Attualmente, stiamo vivendo in tre dimensioni sempre più sovrapposte: fisica, digitale e ibridata tra uomo e macchina. Quest’ultima a molti osservatori sembra rappresentare il nostro destino inevitabile, o per lo meno quello auspicato dalla filosofia transumanista che anima tanti magnati delle Big Tech. Ma prove di umanità futura le aveva già intraviste, agli albori di Internet, il ricercatore francese Joel de Rosnay definendo – con termini propri del periodo – la metafora del “cibionte” «Non cambieremo, non avremo una testa enorme e non perderemo i denti perché mangeremo pillole. Non ci credo: penso che saremo noi stessi fatti di carne e sentimenti, ma connessi con mezzi estremamente potenti di elaborazione dell’informazione e di comunicazione audiovisiva». Forse, però, la questione non è se l’Intelligenza artificiale superi o meno quella umana, ma se l’Intelligenza artificiale possa svolgere meglio alcune funzioni dell’Intelligenza umana. Questo sta già avvenendo in tantissimi campi, alcuni rilevanti come le applicazioni in medicina, dove un algoritmo è in grado di analizzare una cartella clinica e individuare una patologia con un’accuratezza superiore al 90%, contro circa il 50% di quanto riesca a fare un bravo medico.

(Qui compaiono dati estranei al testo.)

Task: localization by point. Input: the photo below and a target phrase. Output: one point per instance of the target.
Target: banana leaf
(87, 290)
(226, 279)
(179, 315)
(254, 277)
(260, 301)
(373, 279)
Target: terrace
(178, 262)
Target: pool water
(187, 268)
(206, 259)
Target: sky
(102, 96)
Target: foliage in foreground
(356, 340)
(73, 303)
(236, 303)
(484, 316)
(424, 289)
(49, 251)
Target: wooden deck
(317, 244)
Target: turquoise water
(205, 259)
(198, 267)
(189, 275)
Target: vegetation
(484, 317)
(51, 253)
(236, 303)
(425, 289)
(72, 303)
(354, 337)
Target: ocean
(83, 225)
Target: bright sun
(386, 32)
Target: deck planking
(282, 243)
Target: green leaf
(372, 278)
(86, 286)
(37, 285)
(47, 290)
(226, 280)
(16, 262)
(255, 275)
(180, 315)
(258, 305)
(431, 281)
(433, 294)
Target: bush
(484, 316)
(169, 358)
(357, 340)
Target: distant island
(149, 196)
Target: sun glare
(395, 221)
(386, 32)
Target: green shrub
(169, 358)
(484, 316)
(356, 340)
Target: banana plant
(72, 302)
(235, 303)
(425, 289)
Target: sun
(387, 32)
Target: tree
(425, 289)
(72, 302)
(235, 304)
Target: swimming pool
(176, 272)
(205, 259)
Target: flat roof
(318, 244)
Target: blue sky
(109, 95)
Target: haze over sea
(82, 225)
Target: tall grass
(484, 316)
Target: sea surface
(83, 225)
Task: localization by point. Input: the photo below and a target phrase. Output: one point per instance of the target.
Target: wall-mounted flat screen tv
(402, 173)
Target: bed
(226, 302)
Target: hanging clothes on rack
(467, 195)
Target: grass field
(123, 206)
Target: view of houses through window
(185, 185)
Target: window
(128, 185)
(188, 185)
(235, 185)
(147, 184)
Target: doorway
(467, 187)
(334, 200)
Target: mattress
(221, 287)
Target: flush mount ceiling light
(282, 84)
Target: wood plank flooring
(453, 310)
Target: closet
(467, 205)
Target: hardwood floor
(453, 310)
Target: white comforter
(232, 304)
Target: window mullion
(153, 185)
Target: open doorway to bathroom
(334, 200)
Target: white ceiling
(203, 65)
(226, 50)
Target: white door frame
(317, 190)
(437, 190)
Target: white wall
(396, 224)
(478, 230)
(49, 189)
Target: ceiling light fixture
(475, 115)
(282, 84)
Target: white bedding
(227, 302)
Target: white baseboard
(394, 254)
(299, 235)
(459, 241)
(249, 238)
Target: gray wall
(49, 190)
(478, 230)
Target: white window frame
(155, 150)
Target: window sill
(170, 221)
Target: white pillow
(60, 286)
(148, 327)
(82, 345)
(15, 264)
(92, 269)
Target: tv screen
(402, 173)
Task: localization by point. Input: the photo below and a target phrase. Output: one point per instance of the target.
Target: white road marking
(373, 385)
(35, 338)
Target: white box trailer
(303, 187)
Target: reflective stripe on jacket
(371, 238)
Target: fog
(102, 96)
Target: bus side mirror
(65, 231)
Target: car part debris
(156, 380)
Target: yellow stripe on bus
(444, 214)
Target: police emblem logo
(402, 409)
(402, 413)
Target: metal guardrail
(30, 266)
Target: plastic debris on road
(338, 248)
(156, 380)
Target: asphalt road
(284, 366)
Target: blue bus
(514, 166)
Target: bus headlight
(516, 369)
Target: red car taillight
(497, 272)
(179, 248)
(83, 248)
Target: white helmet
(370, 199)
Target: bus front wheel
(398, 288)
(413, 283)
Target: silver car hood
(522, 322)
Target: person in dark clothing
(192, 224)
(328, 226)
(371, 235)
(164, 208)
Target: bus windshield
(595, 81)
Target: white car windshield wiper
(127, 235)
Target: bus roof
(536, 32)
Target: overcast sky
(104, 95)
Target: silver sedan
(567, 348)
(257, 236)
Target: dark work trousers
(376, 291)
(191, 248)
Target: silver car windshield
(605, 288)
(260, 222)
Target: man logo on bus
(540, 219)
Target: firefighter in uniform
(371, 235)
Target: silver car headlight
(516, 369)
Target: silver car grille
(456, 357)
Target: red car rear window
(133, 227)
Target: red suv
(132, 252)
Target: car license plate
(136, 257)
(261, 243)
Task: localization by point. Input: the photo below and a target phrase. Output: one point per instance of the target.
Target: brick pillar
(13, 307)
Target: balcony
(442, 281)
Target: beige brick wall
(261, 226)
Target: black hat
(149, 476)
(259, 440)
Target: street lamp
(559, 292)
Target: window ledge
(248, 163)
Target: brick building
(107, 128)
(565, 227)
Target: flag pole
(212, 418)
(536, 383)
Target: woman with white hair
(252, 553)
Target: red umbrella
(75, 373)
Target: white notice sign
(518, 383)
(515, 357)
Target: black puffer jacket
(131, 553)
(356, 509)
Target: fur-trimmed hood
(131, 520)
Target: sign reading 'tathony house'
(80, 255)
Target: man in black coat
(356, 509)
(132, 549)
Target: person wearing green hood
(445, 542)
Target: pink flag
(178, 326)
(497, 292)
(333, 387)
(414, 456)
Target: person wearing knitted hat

L’IA sta modificando non solo la scienza medica, ma finanche il nostro rapporto con la morte, o meglio con la finitezza della nostra esistenza in una dimensione fisica e corporea. Sono diverse le start-up che stanno sviluppando programmi di immortalità digitale, con un algoritmo in grado di riprodurre pensieri, espressioni e atteggiamenti di una persona sulla base di tutti i dati che ha rilasciato nel corso della propria vita: discorsi, e-mail, messaggi vocali, post, testi, memorie, codici e informazioni; tutto viene utilizzato affinché la macchina riproduca conversazioni compatibili con quelle che farebbe realmente la persona in questione. Questa possibilità ha affascinato molti, che sperano di lasciare ai propri familiari una riproduzione di sé che non solo possa resistere alla morte, ma sia in grado di conversare col coniuge, di dare consigli ai propri figli, o esprimere le proprie opinioni su un argomento anche “dall’altro mondo”. Ma che succederebbe se l’immortalità digitale venisse utilizzata per perpetuare negli anni ideologie, strategie politiche, discorsi programmatici di leader, strappandoli dal loro giusto e perituro contesto storico e rendendoli immobili ed eterni? A ciò si associa la questione del “lascito digitale”, rappresentato da tutta la mole di dati che un utente lascia dietro di sé nel momento in cui muore, e alla quale nessuno dei familiari o amici può accedere. C’è da chiedersi se non sia più corretto e rassicurante avere una data di scadenza per tutte le informazioni che confluiscono nella memoria digitale. Ciò che è certo, è che il nostro rapporto con il reale sarà modificato dall’IA, e quindi quello con noi stessi, con il nostro modo di esistere come umani rispetto alla macchina.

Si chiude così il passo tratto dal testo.